Bupati OKU Timur, Kapolres, Kajari serta unsur muspida saat menandatangani kesepahaman melawan organisasi radikal dan anti pancasila

KABAROKUTIMUR.COM | OKUTIMUR – Tindakan radikalisme dan terorisme yang kerap mengatasnamakan agama dan jihad dinilai oleh Bupati OKU Timur HM Kholid MD sebagai tindakan yang melanggar aturan agama dan negara. Menurutnya prilaku tersebut disebabkan oleh pribadi yang tidak memahami pembelajaran tentang agama secara utuh dan tidak mempelajari pembanding-pembanding dari paham tersebut.
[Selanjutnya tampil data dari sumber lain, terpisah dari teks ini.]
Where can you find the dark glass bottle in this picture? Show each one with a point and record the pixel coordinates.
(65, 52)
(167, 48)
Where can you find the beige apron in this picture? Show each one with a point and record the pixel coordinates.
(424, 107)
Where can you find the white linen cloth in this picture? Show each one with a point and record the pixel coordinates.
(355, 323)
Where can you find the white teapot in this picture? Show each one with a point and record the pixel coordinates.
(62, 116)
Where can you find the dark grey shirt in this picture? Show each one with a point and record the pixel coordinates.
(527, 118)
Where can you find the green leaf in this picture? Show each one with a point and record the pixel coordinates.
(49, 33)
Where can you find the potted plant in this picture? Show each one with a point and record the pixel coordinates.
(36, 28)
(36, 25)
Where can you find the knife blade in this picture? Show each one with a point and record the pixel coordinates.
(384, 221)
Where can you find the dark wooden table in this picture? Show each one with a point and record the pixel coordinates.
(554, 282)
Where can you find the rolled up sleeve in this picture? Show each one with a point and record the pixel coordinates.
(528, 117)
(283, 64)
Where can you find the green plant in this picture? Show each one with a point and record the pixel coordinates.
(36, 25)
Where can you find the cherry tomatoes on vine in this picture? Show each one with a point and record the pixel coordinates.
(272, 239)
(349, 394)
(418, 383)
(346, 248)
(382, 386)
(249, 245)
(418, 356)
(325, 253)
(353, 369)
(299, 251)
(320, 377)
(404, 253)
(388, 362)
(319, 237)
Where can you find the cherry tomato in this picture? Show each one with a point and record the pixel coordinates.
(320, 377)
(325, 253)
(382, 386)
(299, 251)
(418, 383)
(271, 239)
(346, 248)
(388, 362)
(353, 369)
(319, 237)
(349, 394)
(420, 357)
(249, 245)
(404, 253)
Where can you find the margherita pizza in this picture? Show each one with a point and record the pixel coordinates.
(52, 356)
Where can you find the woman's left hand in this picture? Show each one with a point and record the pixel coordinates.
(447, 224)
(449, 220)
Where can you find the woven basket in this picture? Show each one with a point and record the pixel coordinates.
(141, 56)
Bupati OKU Timur HM Kholid MD usai melakukan penandatanganan Kesepakatan Bersama Menolak Paham Radikalisme Terorisme dan Anti Pancasila di aula polres OKU Timur Senin (18/9/2017) mengatakan, sasaran dari tindakan radikalisme adalah generasi muda yang tidak memiliki pemahaman dan pembanding dalam ilmu agama.
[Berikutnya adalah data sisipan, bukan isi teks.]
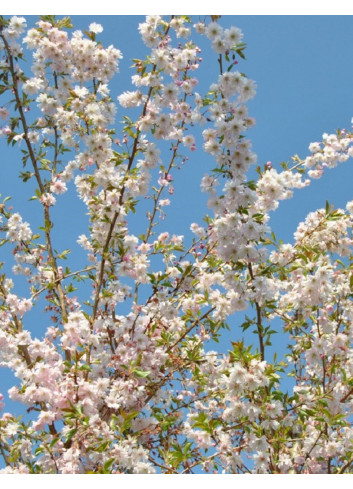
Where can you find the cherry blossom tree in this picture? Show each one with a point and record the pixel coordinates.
(126, 381)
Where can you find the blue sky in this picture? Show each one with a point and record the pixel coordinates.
(304, 74)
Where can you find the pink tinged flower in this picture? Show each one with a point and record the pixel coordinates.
(4, 113)
(58, 187)
(48, 199)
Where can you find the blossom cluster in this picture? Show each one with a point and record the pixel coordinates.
(122, 377)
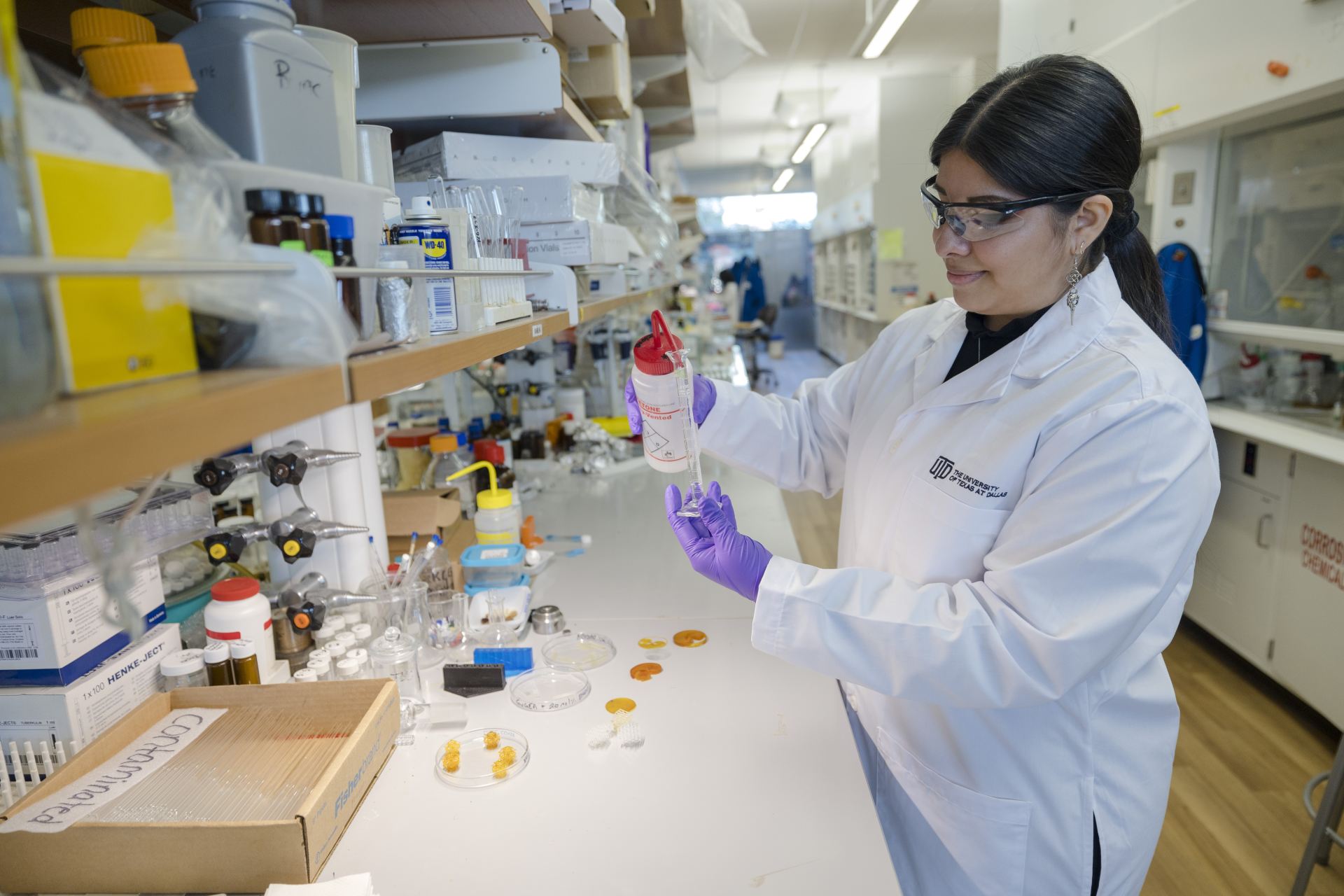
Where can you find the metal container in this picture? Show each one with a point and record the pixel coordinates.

“Banyak contoh pemuda meninggalkan negaranya untuk bergabung dengan paham radikalisme. Mereka beralasan membela paham yang mereka yakini benar menurut mereka namun belum tentu benar menurut orang lain, ajaran agama, dan negara. Penyebabnya hanya satu, karena mereka belajar agama kurang lengkap dan tidak mempelajari kitab-kitab lain sebagai pembanding,” kata Kholid.
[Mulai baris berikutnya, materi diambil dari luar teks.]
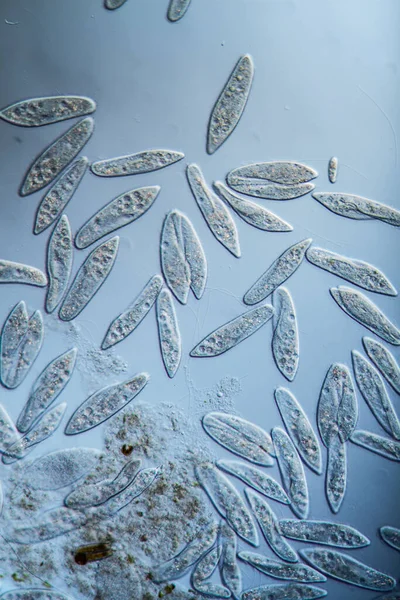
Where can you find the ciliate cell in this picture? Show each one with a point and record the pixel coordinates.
(57, 156)
(231, 103)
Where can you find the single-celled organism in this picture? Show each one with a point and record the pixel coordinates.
(284, 591)
(357, 207)
(49, 109)
(48, 525)
(179, 565)
(11, 272)
(168, 332)
(21, 341)
(250, 212)
(138, 485)
(90, 277)
(8, 432)
(227, 501)
(121, 211)
(333, 169)
(240, 437)
(255, 478)
(231, 103)
(356, 271)
(323, 532)
(228, 567)
(57, 156)
(337, 411)
(204, 570)
(94, 494)
(391, 535)
(232, 333)
(61, 468)
(280, 270)
(269, 526)
(43, 429)
(34, 594)
(177, 9)
(336, 473)
(127, 321)
(214, 211)
(59, 262)
(47, 388)
(183, 261)
(292, 472)
(385, 361)
(285, 339)
(299, 429)
(345, 568)
(281, 570)
(375, 395)
(133, 164)
(60, 193)
(376, 443)
(104, 403)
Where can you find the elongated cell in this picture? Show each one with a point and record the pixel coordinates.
(90, 277)
(281, 570)
(127, 321)
(168, 332)
(285, 339)
(240, 437)
(252, 213)
(357, 207)
(94, 494)
(61, 468)
(384, 361)
(280, 270)
(284, 591)
(268, 191)
(232, 333)
(43, 429)
(345, 568)
(391, 535)
(47, 388)
(183, 260)
(179, 565)
(375, 395)
(57, 156)
(323, 532)
(35, 112)
(59, 262)
(121, 211)
(134, 164)
(333, 169)
(292, 472)
(231, 103)
(58, 196)
(337, 411)
(228, 567)
(269, 526)
(336, 473)
(227, 501)
(11, 272)
(104, 403)
(255, 478)
(177, 9)
(299, 429)
(214, 211)
(356, 271)
(8, 432)
(376, 443)
(48, 525)
(21, 341)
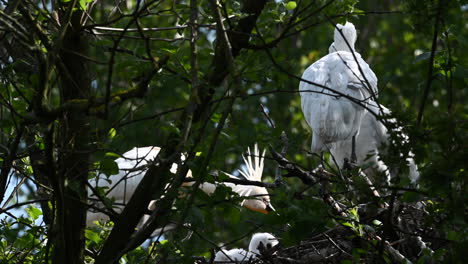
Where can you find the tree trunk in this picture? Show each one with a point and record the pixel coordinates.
(73, 140)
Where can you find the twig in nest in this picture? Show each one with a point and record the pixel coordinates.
(270, 121)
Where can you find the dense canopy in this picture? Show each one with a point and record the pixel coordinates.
(82, 82)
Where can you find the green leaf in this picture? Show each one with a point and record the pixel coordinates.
(112, 155)
(109, 167)
(93, 236)
(216, 117)
(291, 5)
(33, 212)
(112, 132)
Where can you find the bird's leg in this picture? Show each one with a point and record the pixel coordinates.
(353, 150)
(322, 160)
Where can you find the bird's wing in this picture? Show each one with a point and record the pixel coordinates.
(254, 167)
(311, 95)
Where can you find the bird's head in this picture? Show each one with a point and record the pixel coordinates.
(349, 32)
(262, 240)
(259, 200)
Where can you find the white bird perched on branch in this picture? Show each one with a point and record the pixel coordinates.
(239, 255)
(341, 85)
(259, 197)
(373, 138)
(133, 166)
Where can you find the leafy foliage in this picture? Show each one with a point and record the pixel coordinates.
(150, 82)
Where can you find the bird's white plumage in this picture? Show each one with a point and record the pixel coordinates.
(349, 32)
(133, 166)
(239, 255)
(371, 141)
(235, 255)
(265, 240)
(332, 116)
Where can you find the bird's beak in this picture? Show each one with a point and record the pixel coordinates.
(263, 211)
(270, 208)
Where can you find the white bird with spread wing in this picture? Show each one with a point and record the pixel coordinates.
(133, 166)
(341, 84)
(257, 198)
(239, 255)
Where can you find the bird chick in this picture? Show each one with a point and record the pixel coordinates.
(238, 255)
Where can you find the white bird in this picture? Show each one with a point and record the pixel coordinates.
(372, 140)
(331, 116)
(132, 168)
(239, 255)
(259, 199)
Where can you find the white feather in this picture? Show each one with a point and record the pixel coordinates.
(333, 117)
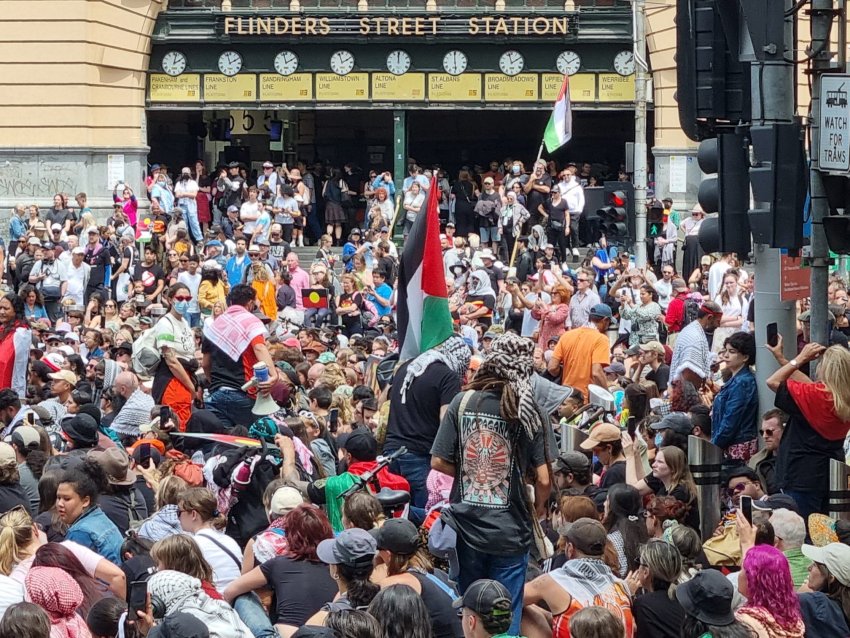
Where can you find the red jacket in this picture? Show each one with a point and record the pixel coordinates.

Menurut Kholid, munculnya paham-paham radikal disebabkan oleh pembelajaran yang tidak tuntas yang hanya membaca satu kitab dan tafsir tanpa mempelajari pembanding-pembanding dari kitab-kitab lainnya.

“Untuk itu pemerintah melalui kesbangpol akan memberikan pemahaman dan sosialisasi kepada masyarakat mengenai bahaya paham radikalisme dan terorisme tersebut. Masyarakat harus diingatkan bagaimana sulitnya mempersatukan bangsa dan pancasila bukanlah kesepakatan sepihak namun juga atas dasar istighrah para ulama,” katanya.

Sedangkan Kapolres OKU Timur AKBP Irsan Sinuhaji menegaskan untuk mengantisipasi munculnya paham-paham radikalisme dan terorisme, pihaknya telah memerintahkan kepada seluruh kapolsek dan bhabinkamtimbas untuk mensosialisasikan bagaimana pancasila dan bahayanya paham radikal terhadpa bangsa Indonesia.

“Sosialisasi tidak hanya dengan cara mengumpulkan masyarakat. Namun bisa dengan cara berkunjung dan menyampaikannya kepada masing-masing masyarakat,” katanya.

Menurut Kapolres, Kemerdekaan Indonesia bukanlah hasil dari satu kelompok Agama, Ras, dan suku. Namun kemerdekaan dihasilkan dengan cara bersama. Jadi kita harus bersama-sama menjaganya.

“Hari ini disepakati bersama dan kita menjadi orang terdepan yang menolak adanya paham radikal dan anti pancasila. Berikan pemahaman kepada masyarakat secara terus menerus dengan cara dan metode masing-masing,” katanya.